I was surprised to find searching “What is a job?” returned almost nothing useful in several pages of results. Beyond the dictionary definition and Wikipedia definition, nothing explaining the concept usefully and meaningfully.
Most people cling to the old idea of a job. It begins with searching for someone to hire you by telling them how much better you are than everyone else applying for that job.
You hope for an interview in which you can show off how great you meet their needs even more. If they hire you, you’ll do what they want so they’ll pay you.
The problem with the old view of jobs
In other words, you adopt their values and make yourself into a commodity–a can of corn. You hope to be the shiniest can of corn they look at, but you don’t differentiate yourself.
After all, you want to look like they want you to look, just like everyone else.
I’ll do anything you want if you’ll pay me
and, sadly, living it. The message doesn’t sound dignified to me. It doesn’t make you sound like someone who deserves a high level job.
On the contrary, it sounds desperate and needy, among the least attractive properties in any context.
Searching in a particular field based on your interests narrows things slightly and gives you some say in your work, but generally still to do what you’re told. You still look for tricks and gimmicks to get noticed.
Jobs now: a new view
How about this view:
A job is where you do something you care about so well that other people want to pay you for doing it for them.
This view suggests doing something you care about first and publicly so that people who can hire you see your value.
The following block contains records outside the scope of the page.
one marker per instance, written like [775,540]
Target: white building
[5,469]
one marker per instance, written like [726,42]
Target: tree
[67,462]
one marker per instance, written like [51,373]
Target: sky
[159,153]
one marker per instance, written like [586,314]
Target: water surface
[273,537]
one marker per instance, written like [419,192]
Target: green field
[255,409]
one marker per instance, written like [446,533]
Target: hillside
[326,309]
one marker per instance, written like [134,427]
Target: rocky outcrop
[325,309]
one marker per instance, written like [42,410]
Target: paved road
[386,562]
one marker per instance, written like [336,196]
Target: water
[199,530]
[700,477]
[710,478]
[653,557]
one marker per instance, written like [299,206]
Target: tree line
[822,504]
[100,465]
Instead of tricks and gimmicks, you care about people’s problems, how to solve them, relationships, and meaningful things people in your communities care about.
Jobs now: how to get them
Know your interests–passions, even–and act on them in ways to deliver value to communities sharing those interests. Generally that means solving problems, which means presenting yourself as a problem-solver.
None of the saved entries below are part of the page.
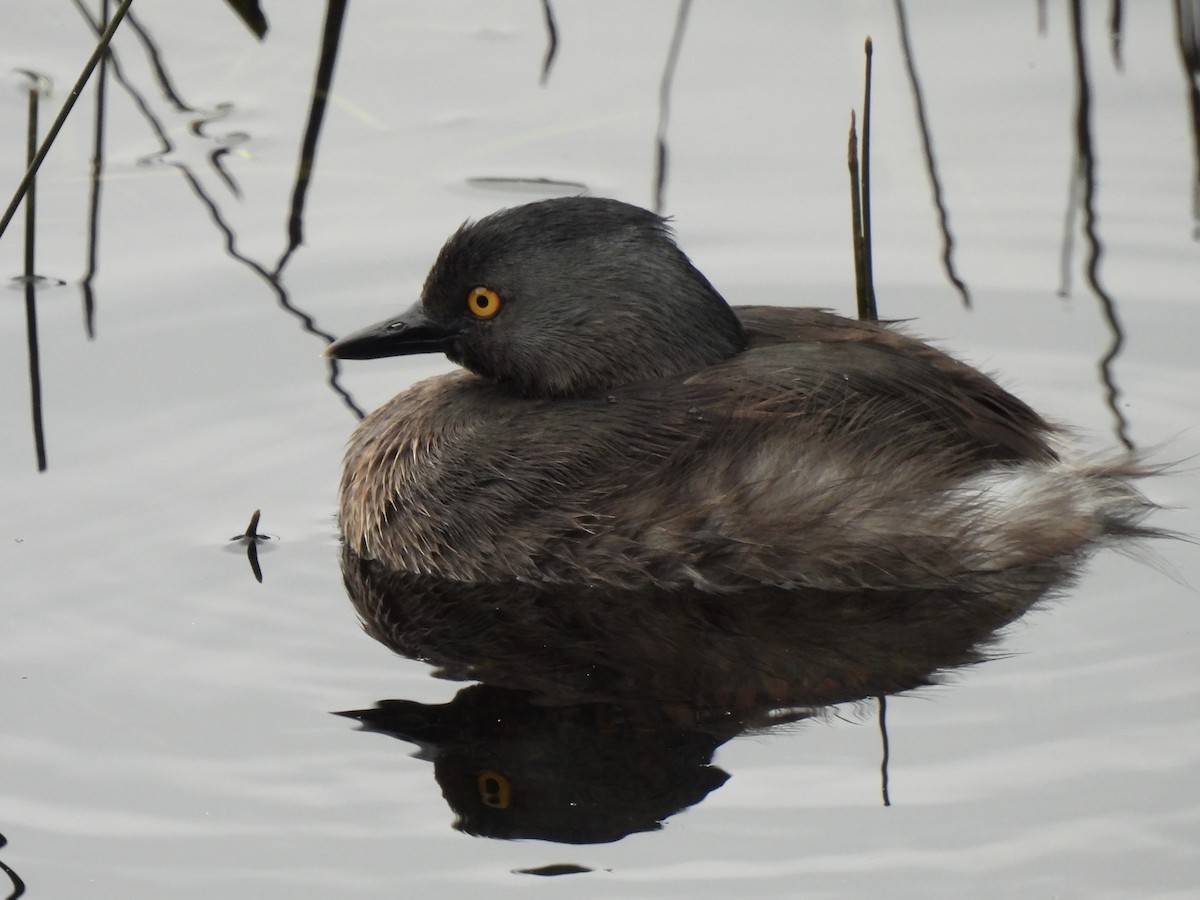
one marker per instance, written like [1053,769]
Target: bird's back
[828,454]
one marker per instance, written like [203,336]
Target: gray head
[562,298]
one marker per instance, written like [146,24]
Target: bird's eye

Build relationships with valuable people in those communities so they see you as a problem-solver. Solve problems and maintain these relationships effectively and the valuable people will come to see you as someone who can solve their problems.
They’ll share their problems with you.
There’s a technical term in business when a valuable person in a community shares his or her problems with you: a “job offer.” That person may not feel like he or she offered you a job and if you don’t know how to respond you won’t see it that way.
But it is.
By the way, by “solve problems and maintain these relationships effectively” I don’t mean randomly volunteering. I mean taking initiative, meeting people, and helping people.
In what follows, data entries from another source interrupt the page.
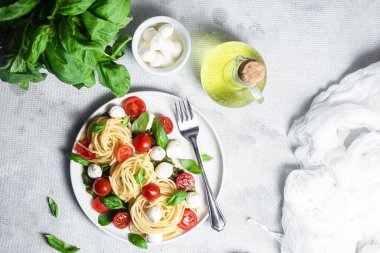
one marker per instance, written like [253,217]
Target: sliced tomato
[185,181]
[99,206]
[121,220]
[167,123]
[142,142]
[123,153]
[86,154]
[189,220]
[101,186]
[134,106]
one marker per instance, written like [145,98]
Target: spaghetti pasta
[171,215]
[122,176]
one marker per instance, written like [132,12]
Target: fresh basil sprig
[53,207]
[191,166]
[159,134]
[138,241]
[78,159]
[60,245]
[126,121]
[105,219]
[97,128]
[206,157]
[112,202]
[140,176]
[140,124]
[177,197]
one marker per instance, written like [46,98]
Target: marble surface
[307,46]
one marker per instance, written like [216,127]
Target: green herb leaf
[78,159]
[159,133]
[140,124]
[112,202]
[105,219]
[138,241]
[140,176]
[53,207]
[60,245]
[177,197]
[97,128]
[206,157]
[126,121]
[191,166]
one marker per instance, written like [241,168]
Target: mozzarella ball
[174,149]
[164,170]
[193,199]
[155,238]
[94,171]
[150,122]
[154,214]
[117,112]
[158,59]
[177,49]
[149,33]
[157,42]
[157,153]
[166,30]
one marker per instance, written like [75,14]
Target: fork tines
[183,111]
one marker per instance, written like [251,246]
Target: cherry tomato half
[123,153]
[142,142]
[98,206]
[84,152]
[101,186]
[121,220]
[167,123]
[134,106]
[185,181]
[151,191]
[189,220]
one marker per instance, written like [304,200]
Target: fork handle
[216,217]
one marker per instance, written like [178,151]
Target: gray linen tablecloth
[307,45]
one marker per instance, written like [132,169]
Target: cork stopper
[251,71]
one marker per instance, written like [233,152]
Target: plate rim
[76,190]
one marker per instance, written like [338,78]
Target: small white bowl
[182,34]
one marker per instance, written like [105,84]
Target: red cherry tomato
[134,106]
[99,206]
[101,186]
[142,142]
[121,220]
[84,152]
[123,153]
[151,191]
[167,124]
[185,181]
[189,220]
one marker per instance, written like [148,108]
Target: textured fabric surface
[307,45]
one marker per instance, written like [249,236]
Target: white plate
[159,103]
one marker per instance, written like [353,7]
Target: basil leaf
[138,241]
[191,166]
[177,197]
[97,128]
[206,157]
[140,176]
[141,123]
[78,159]
[60,245]
[53,207]
[159,133]
[126,121]
[105,219]
[112,202]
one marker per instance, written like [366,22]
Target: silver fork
[189,128]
Helpful activities might include organizing events like panels or courses, developing systems or technologies, putting people in touch with each other, and so on. Entrepreneurship is the extreme case of doing a full project on your own, but there is a spectrum of things you can do.
But, Josh, I need the money!
If you desperately need money–say you’ll lose your apartment if you don’t make enough money this month–you may be unable to avoid sounding desperate and needy. You may have no alternative but to take what you can get.
When you aren’t desperate
If you aren’t that desperate, not only can you find ways to contribute to communities you care about, you’ll find it rewarding.
Then you can do what you love, help others, and get the opportunity to do more.